Wira kendati hanyalah tamatan SMU, ternyata memiliki bakat berjualan yang baik serta analisa yang tajam. Ia merasakan bergerilya dari toko ke toko, membelah pasar becek, hingga membabat hutan alias ekspansi bisnis bersama Omni.

Perlahan posisinya meningkat sejalan dengan performa kerjanya, serta pertumbuhan perusahaan yang pesat. Malangnya, ketika ia mulai menapaki buah jerih payah itu, kehidupan mengujinya dengan tantangan baru.

Fitnah dan Demosi, komoditas klasik yang berseliweran liar dalam hiruk-pikuk karyawan swasta.

“Sudah tahu mendadak … tamunya penting … calon pemodal… eh, dia malah sempet ngedugem ke Tangsel semalam.”

Mendengar celotehan barusan, Wira seketika menoleh dengan raut tanya ‘siapa?’ di wajahnya.

Sedangkan mata Budi tetap tidak beranjak dari layar monitor dan tidak menjawab, hanya mulutnya saja mengulas senyum.

***

Pintu ruangan rapat mengayun terbuka, kali ini Dimas si Manajer Marketing Jabodetabek yang melangkah keluar. Junior yang kemudian menempati bekas posisinya itu Kelihatan kebingungan.
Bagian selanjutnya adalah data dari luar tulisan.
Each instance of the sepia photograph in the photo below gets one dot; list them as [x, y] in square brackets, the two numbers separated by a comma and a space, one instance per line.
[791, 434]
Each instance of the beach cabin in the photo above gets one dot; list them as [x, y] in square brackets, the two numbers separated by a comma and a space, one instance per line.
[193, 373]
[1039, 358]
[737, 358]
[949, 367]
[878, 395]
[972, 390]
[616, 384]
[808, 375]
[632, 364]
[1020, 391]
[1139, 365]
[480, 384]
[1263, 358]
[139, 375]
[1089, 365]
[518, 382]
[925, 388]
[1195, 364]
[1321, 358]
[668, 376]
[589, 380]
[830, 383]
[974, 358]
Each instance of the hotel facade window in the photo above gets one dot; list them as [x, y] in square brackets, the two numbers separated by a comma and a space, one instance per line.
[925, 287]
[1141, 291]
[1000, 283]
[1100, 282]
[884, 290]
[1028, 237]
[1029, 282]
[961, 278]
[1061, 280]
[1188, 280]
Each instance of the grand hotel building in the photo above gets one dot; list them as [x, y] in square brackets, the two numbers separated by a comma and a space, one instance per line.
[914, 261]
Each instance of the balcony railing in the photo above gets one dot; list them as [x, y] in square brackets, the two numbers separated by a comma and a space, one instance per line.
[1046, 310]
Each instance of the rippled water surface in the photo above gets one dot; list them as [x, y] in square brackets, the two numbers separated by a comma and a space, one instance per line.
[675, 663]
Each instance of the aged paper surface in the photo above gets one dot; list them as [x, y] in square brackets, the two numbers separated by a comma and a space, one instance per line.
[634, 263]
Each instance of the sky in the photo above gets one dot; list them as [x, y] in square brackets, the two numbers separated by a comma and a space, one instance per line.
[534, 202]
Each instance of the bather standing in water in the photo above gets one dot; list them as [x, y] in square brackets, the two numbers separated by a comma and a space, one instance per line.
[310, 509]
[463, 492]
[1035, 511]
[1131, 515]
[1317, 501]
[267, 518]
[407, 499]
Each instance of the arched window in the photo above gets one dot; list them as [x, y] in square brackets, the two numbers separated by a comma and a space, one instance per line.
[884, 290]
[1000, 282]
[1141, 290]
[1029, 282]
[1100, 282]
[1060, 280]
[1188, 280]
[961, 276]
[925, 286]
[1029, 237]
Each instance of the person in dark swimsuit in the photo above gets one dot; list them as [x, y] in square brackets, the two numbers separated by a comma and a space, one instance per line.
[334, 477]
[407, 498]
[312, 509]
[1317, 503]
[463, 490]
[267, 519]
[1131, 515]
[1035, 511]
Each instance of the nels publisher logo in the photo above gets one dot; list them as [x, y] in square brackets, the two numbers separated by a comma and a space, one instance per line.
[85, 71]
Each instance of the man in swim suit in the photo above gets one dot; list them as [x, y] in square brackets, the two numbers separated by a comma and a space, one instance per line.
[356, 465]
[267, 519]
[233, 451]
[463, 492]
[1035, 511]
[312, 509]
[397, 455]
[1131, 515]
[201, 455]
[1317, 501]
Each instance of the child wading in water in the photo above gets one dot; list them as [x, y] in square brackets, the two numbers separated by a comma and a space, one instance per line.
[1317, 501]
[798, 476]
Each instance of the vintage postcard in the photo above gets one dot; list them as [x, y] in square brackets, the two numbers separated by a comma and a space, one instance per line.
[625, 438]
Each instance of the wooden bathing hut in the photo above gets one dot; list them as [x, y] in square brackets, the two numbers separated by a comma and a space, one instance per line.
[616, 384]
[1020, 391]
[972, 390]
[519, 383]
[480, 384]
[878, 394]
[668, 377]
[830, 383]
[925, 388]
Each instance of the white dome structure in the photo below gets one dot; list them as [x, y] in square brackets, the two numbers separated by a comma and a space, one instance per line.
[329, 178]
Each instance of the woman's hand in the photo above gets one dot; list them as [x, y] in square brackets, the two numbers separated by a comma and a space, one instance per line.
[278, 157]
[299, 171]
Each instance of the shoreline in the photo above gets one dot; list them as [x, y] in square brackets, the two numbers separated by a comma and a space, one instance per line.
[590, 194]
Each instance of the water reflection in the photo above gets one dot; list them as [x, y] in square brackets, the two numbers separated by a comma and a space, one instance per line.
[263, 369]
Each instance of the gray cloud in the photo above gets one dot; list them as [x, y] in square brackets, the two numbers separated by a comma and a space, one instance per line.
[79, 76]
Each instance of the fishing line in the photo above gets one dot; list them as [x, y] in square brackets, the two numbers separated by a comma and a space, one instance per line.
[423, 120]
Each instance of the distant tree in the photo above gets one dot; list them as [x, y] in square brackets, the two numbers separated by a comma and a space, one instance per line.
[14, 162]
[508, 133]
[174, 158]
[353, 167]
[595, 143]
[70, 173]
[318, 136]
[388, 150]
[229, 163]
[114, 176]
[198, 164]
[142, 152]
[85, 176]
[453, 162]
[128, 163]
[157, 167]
Wira tahu dirinya lah yang hendak dituju, tiga tahun lebih mengenal juniornya ini di kantor adalah cukup bagi Wira untuk hapal basa-basinya yang khas.

“Nyariin lo tuh,” celetuk Budi.

Benar saja, setelah sejenak Dimas segera beranjak ke mejanya dengan setengah tersenyum. Palsu tentu saja, senyum formalitas seorang Sales.

“Bang Wira, Vina tadi kemana ya?”

“Kayaknya ke Toilet barusan, kenapa Dim?”

Dimas tampak berusaha menyusun kalimat di benaknya, sebelum kemudian berani membuka mulut. “Anu Bang Wira, kayaknya data yang diolah kebolak-balik, jadinya nggak nyambung sama Perencanaan Bisnis yang Vina susun, ujungnya rancu juga sama Plan yang gue paparin.”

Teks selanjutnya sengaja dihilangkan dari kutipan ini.